I recently had a discussion with an Indian friend in my dorm about languages. He made the argument that logographic languages like Chinese are less prone to meaning drift. Also, that they are fundamentally more attached to their meaning, and that you could basically bootstrap your understanding of written Chinese without ever learning the spoken language. Up to that point, I basically agreed, but said I would expect (at least in theory) the same to be true for any written language (thinking about Huffman coding/Solomonoff induction and LLMs in particular). I made the argument that the longer the chains of text/n-grams you learn to predict, the better you are at actually understanding things. Being good at knowing the frequency of letters seems pointless, but knowing the probability of 5-letter sequences makes you already pretty proficient at spelling. 20 letter sequences make you good at grammar. Finally, when you are at 100 letter sequences you get something resembling coherence. I noticed I didn’t have a good intuition for how far you could get by this method in practice if you can’t read the entire internet like an LLM. But testing this is cheap! So I said he should send me a book in Hindi and I would try to find the most impressive thing I could learn from just the text in 30 minutes. As it turns out, this task was in fact pretty hard, but also fun! I ended up agreeing with my friend that this is probably slightly easier for logographic languages.

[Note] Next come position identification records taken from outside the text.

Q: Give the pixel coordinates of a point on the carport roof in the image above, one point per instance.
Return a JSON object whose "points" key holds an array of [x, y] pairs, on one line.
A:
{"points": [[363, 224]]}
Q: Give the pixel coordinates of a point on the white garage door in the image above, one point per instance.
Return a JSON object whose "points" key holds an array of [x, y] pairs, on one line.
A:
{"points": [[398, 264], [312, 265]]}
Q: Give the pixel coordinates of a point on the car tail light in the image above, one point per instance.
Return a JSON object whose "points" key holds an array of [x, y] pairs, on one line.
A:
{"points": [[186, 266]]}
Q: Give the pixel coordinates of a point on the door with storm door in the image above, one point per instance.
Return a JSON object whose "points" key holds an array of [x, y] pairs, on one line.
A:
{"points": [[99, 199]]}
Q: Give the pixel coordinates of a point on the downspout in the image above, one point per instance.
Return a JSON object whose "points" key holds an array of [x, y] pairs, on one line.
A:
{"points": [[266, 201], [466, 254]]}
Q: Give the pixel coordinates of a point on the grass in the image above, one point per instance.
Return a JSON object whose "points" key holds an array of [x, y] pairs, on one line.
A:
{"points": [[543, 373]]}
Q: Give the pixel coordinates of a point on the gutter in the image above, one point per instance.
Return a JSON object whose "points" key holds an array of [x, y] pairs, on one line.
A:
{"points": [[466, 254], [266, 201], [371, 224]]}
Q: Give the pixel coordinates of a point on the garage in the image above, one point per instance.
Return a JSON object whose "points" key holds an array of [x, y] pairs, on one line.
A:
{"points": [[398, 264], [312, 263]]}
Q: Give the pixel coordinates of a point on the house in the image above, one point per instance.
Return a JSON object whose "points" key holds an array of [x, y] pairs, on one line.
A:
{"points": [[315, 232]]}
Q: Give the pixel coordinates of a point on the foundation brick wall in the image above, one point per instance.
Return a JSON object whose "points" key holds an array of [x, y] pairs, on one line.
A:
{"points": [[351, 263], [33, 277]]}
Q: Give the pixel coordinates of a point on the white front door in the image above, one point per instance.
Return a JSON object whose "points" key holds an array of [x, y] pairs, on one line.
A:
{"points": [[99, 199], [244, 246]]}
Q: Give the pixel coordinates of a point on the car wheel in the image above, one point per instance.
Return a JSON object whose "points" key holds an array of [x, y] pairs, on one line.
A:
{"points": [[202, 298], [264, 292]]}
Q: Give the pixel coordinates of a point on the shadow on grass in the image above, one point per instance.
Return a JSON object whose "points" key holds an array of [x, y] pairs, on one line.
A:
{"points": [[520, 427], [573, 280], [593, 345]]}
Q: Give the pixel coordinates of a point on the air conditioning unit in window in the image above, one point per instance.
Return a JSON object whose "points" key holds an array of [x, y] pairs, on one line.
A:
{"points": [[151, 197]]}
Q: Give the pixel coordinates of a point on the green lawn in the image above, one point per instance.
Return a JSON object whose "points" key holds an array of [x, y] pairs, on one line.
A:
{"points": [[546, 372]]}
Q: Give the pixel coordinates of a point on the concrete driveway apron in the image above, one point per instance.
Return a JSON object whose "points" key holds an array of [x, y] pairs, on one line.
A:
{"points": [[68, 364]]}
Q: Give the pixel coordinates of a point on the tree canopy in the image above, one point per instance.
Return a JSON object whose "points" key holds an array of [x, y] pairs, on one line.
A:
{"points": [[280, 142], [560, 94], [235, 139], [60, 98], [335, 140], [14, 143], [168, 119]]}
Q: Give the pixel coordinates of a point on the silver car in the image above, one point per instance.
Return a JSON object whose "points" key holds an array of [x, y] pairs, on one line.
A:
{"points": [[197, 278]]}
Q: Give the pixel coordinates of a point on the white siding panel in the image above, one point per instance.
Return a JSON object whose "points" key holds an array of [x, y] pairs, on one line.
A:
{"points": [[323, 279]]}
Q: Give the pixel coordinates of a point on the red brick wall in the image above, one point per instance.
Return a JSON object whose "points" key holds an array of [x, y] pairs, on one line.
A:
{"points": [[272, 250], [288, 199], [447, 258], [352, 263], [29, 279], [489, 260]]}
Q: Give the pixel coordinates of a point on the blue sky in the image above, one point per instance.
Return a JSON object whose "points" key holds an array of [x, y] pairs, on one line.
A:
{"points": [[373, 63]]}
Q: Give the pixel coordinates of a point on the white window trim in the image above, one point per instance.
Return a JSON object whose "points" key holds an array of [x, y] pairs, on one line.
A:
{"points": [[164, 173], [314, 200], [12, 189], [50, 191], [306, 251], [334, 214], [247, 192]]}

Exercise (Optional): Grab this text. Now set a 10-minute timer and try to learn as much Chinese as you can. Take notes and put your takeaways in the comments inside spoiler tags. For comparison, repeat the exercise on this text in Hindi, which is syllable based. If this felt rushed, but fun, try another 30 minutes on each text. Consider the rest of this post spoiler.
Here are my notes from when I did this exercise:
Actually going over data multiple times seems like the most efficient way to get the most out of data? I roughly think I remember even lots of AI researchers on podcasts on this topic saying something like “our methods are not good enough, they need to go over data multiple times!” and I am not actually sure this is a problem? I went over the book multiple times just to look for features in the text I could easily exploit for future learning, but every time I was extracting different information that I could only get from the text after having gone through it a first time.
the more pieces you have, the easier it gets, everything that was already familiar is the most helpful in exploiting, cheating all the way:
recognizing structure of books
knowing that spaces probably separate words
knowing frequent and short words tend to be more basic
knowing the structure of how humans reason: the word “AND” probably is between things it connects and not at the end (serving as glue as well as an indicator of the boundary) (seeing a word at the end of the sentence makes it less likely to be the word for AND)
tradeoff: sometimes I focused on a thing that did not occur often in the text, but a particular sqiggle (like a lying 8) was really easy to tell from looking at the whole page, so those can be exploited very fast and are worth my time earlier.
There were so many alleys to get progress on this, and a lot of the focus was just on what next? Was fun.
I didn’t get a lot further than recognizing a question word like “what”, which was pretty easy to do, because the text I used also used question marks.
Unfortunately, I can’t check how far I would get with Chinese, because I already learned Japanese. I considered trying Egyptian Hieroglyphs, but couldn’t find any long texts rather than spoiler material that would teach me how to read it. If you have any links handy, let me know!